The Canadian marijuana market continues to evolve in 2020. National recreational sales are growing at a rapid pace across the country with August cannabis retail sales reaching the $244.9 million mark, up 94% year over year.
However, most investors in marijuana stocks are sitting on steep capital losses, as the major cannabis market players, including Canopy Growth (TSX:WEED)(NYSE:CGC), Aphria (TSX:APHA)(NASDAQ:APHA), and Aurora Cannabis (TSX:ACB)(NYSE:ACB), struggle to impress a disappointed investor community.
Most of the challenges facing the nascent cannabis industry have to do with its evolving market structure. They include fast-growing rivalry among incumbents, a rapid influx of new entrants, strong bargaining power of a few buyers, and the threat of close substitutes from a resilient illicit market. I will briefly touch on these four items.
An influx of new market entrants
The threat of new competitive entrants significantly impacts industry profitability. There’s an ongoing influx of new players into the Canadian marijuana market.
Health Canada is flooding the marijuana industry with new market entrants right now. The number of applicants that have received licences rose to 525 by October 27, up from 269 at the end of 2019. Nearly half (48.8%) of total cannabis business licence holders since 2013 were granted their licences within the first 10 months of this year. That’s quite a number.
A sudden influx of new entrants into the game exerts pressure on incumbent players. A significant number of new licensees target micro-cultivation and the medical cannabis market. This was a key segment where healthy gross margins remained after price wars eroded margins in the adult-use dry flower market.
Medical marijuana margins will most likely shrink in the coming months, as new players promote new products to gain market share. The vapes and edibles segment could see price wars too, as new players disrupt the game.
Strong bargaining power of cannabis buyers
Due to regulatory design, the Canadian cannabis market is heavily controlled by a few large institutional buyers who control pricing. The provinces hold the clout in this industry. They are at times the sole wholesale buyer of the product.
Although Alberta, Ontario, and the Yukon somehow opened up the retail space to free-market players, (with strict licensing requirements), online stores remain the preserve of provincial bodies in most instances.
A few large buyers aren’t the best recipe for success in any market set-up. They can bargain competitively and chew up manufacturing margins from licensed producers.
Most noteworthy, I don’t like it when over 80 sellers try bargaining with just one buyer at any one time. Such is the case in Ontario.

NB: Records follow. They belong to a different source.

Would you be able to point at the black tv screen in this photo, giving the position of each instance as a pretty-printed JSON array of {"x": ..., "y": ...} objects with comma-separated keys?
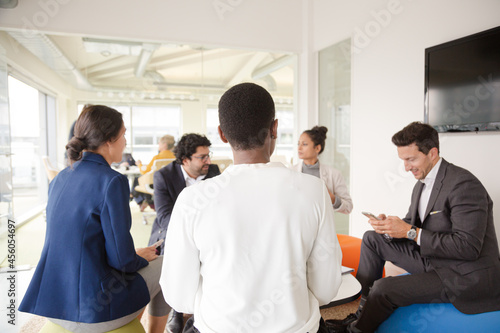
[{"x": 462, "y": 83}]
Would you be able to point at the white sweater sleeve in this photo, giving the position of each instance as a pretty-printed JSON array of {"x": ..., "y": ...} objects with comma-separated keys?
[{"x": 324, "y": 264}]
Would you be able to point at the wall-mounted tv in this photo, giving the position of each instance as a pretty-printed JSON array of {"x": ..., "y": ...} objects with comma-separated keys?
[{"x": 462, "y": 83}]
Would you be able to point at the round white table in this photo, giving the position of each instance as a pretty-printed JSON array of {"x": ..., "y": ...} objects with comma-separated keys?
[{"x": 349, "y": 290}]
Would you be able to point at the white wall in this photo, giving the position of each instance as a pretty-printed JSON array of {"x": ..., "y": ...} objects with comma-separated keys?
[{"x": 388, "y": 89}]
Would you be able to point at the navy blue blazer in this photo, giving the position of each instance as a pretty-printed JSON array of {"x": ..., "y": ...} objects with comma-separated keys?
[
  {"x": 87, "y": 270},
  {"x": 168, "y": 182}
]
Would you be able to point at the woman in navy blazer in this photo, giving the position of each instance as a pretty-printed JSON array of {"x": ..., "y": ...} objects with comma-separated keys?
[{"x": 90, "y": 277}]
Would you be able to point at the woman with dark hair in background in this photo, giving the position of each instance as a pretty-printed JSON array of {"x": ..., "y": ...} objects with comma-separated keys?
[
  {"x": 311, "y": 145},
  {"x": 89, "y": 277}
]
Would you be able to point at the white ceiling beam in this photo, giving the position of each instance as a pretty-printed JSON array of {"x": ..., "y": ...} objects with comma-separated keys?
[
  {"x": 245, "y": 72},
  {"x": 273, "y": 66}
]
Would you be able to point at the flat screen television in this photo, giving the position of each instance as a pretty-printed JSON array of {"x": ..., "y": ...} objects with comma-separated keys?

Worse still, the province is on a campaign to outmaneuver the illicit marijuana market in a price war. The Ontario Cannabis Store managed to undercut the illegal market price points for the first time ever recently.
The point is, the government has the pricing power, and producers are price takers. They have little influence on margins besides lowering production costs. Yet they still need to pay licensing costs and incur significant regulatory compliance expenses. Profitability may remain a pipedream for some.
Cheap substitutes from illicit market dealers
As mentioned above, for the first time ever in Ontario, consumers could buy legal cannabis products at a lower price than the illegal market in October 2020. Law enforcement has been vigilant in fighting the illicit pot market after seizing over $143 million worth of inventory recently.
However, the real threat to industry margins still remains. Illegal players have lower operating expenses, and they will remain a threat to industry pricing power and margins for decades. Licensed pot companies will remain mindful of this threat and will keep prices low enough to remain competitive.
Growing industry rivalry
Price competition is a deadly game in any industry. Yet cannabis players enjoy undercutting each other right now. Some will say HEXO started it. Yes, it needed volume growth to survive. Aurora followed, it had the same target. Almost everyone has a value brand now, and average prices keep falling. Margins are being thrown out the window.
Will the intense rivalry ever stop? I wouldn’t know, but the whole industry may continue to feel the pain of low margins for a long time.